In the first stage of the UK study, researchers found that variants on chromosomes 1, 4, 5, 6 and 12 were associated with a risk of testicular cancer. Three of these variants (on chromosomes 5, 6 and 12) were confirmed as being associated with a risk of cancer by the tests on the second set of cases and controls, with the strongest evidence from two variants on chromosome 12 (rs995030 and rs1508595). Men with the rs995030 variant were found to be 2.3 to 2.5 times more likely to develop testicular cancer than those without the variant. Men with rs1508595 were 2.5 to 2.7 times more likely to develop cancer. The risk was even greater for men who had two copies of these high-risk variants (homozygotes).
There was no difference in contribution of the variants on chromosomes 5, 6 and 12 to different types of testicular cancer (seminoma or nonseminoma) or cases with a family history of testicular cancer compared with those without. However, the variant rs4624820 on chromosome 5 had a stronger link with early-onset testicular cancer. The variants rs995030 and rs1508595 on chromosome 12 had stronger links with cancer in men who were older when they were diagnosed.
The researchers from the University of Pennsylvania confirmed these findings, noting the association between variants on chromosome 12 (within the KITLG gene) and the risk of testicular cancer. They also found associations with different variants on chromosome 12 (rs3782179 and rs4474514), both of which tripled the risk of developing testicular cancer.
What interpretations did the researchers draw from these results?
The researchers in the UK study concluded that men carrying two copies of all four high-risk variants are about four times more likely to develop testicular cancer than the general population. They say that the strong association between testicular cancer and two variants in chromosome 12 could be explained by the function of the KITLG gene (also known as stem cell factor).
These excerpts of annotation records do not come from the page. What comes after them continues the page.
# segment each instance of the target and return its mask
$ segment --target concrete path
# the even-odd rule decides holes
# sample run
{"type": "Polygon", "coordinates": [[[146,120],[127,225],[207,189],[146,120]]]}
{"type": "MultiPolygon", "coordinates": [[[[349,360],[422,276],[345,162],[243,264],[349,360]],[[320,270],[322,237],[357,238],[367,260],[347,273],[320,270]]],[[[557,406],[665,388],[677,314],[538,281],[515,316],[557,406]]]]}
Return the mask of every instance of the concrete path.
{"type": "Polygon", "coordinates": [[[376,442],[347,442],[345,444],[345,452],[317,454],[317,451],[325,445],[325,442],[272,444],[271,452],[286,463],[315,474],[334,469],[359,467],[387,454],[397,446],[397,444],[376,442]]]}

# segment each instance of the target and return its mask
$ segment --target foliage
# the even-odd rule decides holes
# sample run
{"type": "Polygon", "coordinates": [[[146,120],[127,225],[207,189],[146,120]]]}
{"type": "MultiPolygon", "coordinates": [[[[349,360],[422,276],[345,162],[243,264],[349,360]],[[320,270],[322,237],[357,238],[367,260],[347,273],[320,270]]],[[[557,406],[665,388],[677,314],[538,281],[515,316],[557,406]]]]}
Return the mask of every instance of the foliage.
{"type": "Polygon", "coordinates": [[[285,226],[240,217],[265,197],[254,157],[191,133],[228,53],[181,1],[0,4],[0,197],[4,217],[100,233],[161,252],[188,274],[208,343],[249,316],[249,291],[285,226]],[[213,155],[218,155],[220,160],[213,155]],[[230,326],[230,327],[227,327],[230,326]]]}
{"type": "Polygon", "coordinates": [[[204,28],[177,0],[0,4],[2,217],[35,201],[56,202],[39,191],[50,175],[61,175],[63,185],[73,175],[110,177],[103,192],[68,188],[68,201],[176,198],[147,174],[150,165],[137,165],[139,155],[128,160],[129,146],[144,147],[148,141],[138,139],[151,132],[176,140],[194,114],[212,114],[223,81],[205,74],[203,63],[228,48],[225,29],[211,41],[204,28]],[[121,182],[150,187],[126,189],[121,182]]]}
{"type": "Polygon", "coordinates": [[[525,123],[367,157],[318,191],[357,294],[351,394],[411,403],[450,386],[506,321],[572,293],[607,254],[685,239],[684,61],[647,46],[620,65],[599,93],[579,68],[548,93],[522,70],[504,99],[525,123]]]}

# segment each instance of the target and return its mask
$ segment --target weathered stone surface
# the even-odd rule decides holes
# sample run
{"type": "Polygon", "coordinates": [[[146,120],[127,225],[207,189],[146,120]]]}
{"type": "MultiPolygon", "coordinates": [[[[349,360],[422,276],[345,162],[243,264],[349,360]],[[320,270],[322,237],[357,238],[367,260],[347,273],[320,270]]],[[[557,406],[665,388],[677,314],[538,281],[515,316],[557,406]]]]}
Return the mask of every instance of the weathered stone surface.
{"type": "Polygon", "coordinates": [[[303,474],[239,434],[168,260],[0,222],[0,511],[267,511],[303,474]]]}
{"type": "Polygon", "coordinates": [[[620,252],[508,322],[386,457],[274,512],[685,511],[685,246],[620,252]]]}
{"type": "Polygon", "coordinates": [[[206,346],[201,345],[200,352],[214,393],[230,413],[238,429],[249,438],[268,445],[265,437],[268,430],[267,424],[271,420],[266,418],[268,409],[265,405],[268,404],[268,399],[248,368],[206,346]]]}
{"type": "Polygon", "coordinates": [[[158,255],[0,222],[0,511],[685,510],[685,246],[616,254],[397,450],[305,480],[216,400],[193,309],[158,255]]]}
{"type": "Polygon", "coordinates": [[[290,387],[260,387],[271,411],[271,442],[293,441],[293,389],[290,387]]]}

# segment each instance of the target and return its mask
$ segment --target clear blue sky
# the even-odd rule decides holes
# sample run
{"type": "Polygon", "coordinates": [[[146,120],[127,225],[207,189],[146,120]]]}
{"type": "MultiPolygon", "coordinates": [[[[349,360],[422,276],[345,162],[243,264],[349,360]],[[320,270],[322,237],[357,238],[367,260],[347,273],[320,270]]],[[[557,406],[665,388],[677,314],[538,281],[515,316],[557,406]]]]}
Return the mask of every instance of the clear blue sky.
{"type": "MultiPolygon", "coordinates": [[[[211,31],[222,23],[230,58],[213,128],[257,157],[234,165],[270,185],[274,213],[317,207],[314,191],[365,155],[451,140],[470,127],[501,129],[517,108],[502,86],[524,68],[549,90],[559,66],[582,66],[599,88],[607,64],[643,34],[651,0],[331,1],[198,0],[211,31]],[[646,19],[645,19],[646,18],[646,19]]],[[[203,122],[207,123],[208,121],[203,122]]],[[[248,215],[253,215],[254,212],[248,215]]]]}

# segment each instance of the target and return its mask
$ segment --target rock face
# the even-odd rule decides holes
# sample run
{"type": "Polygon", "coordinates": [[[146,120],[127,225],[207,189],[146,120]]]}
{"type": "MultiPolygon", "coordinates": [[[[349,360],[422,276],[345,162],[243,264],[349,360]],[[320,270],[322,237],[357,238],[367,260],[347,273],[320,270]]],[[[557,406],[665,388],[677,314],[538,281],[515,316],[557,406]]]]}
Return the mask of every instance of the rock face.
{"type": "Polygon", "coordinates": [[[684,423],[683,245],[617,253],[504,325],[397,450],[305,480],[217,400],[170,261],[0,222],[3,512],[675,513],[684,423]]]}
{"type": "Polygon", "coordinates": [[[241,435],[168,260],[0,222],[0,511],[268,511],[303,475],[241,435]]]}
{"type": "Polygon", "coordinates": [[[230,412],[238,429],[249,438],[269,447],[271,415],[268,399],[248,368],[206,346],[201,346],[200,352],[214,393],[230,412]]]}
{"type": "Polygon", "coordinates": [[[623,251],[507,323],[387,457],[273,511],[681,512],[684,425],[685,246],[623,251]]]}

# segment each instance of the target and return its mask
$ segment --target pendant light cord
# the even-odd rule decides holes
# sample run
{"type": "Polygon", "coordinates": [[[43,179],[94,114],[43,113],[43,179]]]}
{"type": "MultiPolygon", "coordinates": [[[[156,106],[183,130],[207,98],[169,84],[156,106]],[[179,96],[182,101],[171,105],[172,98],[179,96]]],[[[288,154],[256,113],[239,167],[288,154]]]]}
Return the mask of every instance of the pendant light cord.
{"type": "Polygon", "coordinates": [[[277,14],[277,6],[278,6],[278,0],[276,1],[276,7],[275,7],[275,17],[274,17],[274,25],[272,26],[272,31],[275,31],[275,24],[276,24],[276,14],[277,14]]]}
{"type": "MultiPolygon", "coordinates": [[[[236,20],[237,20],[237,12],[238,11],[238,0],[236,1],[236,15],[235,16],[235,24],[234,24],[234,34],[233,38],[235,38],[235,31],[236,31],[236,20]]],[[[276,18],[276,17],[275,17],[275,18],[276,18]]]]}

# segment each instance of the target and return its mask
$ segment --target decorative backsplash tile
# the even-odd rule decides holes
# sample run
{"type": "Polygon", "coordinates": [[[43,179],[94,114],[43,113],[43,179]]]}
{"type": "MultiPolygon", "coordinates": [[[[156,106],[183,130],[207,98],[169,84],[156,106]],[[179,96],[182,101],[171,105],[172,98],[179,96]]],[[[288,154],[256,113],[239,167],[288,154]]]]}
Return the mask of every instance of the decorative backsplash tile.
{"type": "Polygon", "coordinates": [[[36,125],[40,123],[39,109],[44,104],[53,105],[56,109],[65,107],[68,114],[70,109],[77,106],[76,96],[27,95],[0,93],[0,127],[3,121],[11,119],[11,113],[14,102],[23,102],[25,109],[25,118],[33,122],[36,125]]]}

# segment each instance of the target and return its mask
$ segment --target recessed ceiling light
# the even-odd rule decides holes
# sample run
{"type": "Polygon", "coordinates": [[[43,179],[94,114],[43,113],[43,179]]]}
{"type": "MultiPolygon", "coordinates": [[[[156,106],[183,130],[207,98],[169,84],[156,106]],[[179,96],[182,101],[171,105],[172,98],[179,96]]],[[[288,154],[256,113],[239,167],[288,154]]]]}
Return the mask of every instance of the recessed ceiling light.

Previous studies support the involvement of this gene in associations with testicular cancer.
The US study confirmed that the KITLG gene is strongly implicated as a susceptibility gene in testicular cancer.
What does the NHS Knowledge Service make of this study?
These two separate genome-wide association studies suggest that the KITLG gene on chromosome 12 is strongly linked to the risk of testicular cancer. These are well-conducted studies and their results seem reliable. Both studies confirmed their results in separate cases and controls.
Some findings were surprising and there are several points to keep in mind when interpreting the results of these types of genetic studies:
- The UK researchers say that variants should be more strongly linked with disease in people with a family history of testicular cancer. The fact that the findings from this study show that they were not is surprising. They say that larger studies are needed to further investigate “this apparent absence of familial enrichment”.
- The four-fold increase in risk of testicular cancer that the newspapers quote refers to the possible increase in risk if people carry two copies of all four high-risk variants identified by the UK study. According to the UK researchers, only 0.7% of the population will be carriers of two copies of all four high-risk variants. Previous studies have reported that the worldwide incidence of testicular cancer is 7.5 men per 100,000. This varies considerably between countries and ancestry groups.
- These studies are important and may contribute towards the development of screening tests for testicular cancer. However, the researchers acknowledge that further studies are needed to refine these estimates before they can be used in clinical practice.
Having these variants does not guarantee the disease will develop, but increases the risk that it will. In the future, it may be possible to screen people for testicular cancer and to determine who has a higher risk of developing it.